The Opinions stipulate that any illegal activity on the part of commercial banks or securities companies in their underwriting of the various categories of bonds shall be punished in accordance with Article 191 of the Securities Law. It is noteworthy that Article 191 of the Securities Law indicates that the penalties are applicable to securities companies, but does not refer to commercial banks per se. Since the Legislation Law and the Administrative Penalty Law provide limitations on the extent to which administrative regulations can be used to impose administrative punishment and on the type and strength of such administrative punishment, it remains to be seen whether and how the CSRC will implement Article 191 of the Securities Law to punish commercial banks for any violations in underwriting of bonds.
In addition, the Opinions also provide that should the CSRC discover that a serious violation has been committed, it may impose a securities market ban on the relevant person for a given period, up to a lifetime ban. Violators could be prohibited from working in the securities business for any employer, current or future, and serving as a director, supervisor or senior executive with an employer or any other listed companies or non-listed public companies.

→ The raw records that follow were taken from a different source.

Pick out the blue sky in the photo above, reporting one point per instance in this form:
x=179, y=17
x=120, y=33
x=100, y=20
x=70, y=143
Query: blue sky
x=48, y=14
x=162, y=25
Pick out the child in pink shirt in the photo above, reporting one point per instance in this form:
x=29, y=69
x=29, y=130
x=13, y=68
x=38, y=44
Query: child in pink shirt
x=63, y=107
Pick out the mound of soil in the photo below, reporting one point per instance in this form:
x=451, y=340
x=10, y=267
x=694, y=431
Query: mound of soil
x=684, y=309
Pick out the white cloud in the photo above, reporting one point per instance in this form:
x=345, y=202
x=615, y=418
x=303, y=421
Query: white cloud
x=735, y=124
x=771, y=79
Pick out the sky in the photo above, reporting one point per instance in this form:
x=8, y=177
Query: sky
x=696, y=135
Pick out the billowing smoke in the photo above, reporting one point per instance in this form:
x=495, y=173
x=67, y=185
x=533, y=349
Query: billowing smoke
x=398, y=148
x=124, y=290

Should the CSRC suspect that a crime has been committed, the relevant information will be provided to the public security agencies for further investigation, who if necessary will impose the applicable criminal punishment.
The Opinions expressly stipulate three key elements to facilitate the CSRC’s unified enforcement power over the bond markets:
Firstly, for the purpose of law enforcement for the bond markets, the CSRC shall have the powers to implement the measures listed in Article 180 of the Securities Law, including conducting onsite inspections, investigating and collecting evidence, making inquiries of entities and individuals related to any matters under investigation, checking and duplicating all relevant documents and materials, freezing or seizing properties or important evidence that is concerned, and restricting the purchase and sales of securities.
Secondly, the CSRC shall have the power to acquire trading records, registration, custodianship and settlement documents and information disclosure or other evidencing documentation from bond market self-disciplinary organizations, exchanges, trading platforms, registration, custodian and settlement institutions and other institutions participating in the market. If necessary, the CSRC may acquire the personal credit reports, social insurance, customs and tax payment records, AIC registration documents, correspondence records or other information about entities and individuals involved in the matter under investigations from the relevant authorities or institutions in accordance with the law.
Thirdly, any entities or individuals under investigation are obliged to provide assistance with such investigations. Should they fail to provide the required assistance, the CSRC may propose that the relevant financial regulatory authority or competent department should order the entity or organization to which such individual belongs to impose a disciplinary punishment, or propose to cancel the individual’s post-holding qualification or even ban the person from working in the finance industry.
The Opinions set out a clear requirement to build a collaboration mechanism, under which the PBOC and the NDRC shall collaborate with the CSRC to strengthen the CSRC’s law enforcement in the bond markets, including establishing mechanisms to be able to jointly discuss cases, issuing written opinions to the CSRC on case-related technical issues and assisting in handling the work involved in administrative reconciliation and litigation. The Opinions also require the PBOC and the NDRC to promptly convey relevant evidence on any bond violations to the CSRC.
According to the CSRC’s Bulletin on Law Enforcement in Bond Market issued on December 3, during 2018 the CSRC investigated six bond market violation cases, including those relating to fraud issuance, false statement and market manipulation. We anticipate that having issued the Opinions, and with the regulators’ collaborative mechanisms in place, the bond markets will henceforth face a more severe enforcement environment. The CSRC is expected to further strengthen their investigations and to take additional efforts to uncover any violations in both the interbank and exchange bond markets.
We will continue to monitor any developments related to the law enforcement of bond markets and look forward to sharing them with our valued clients.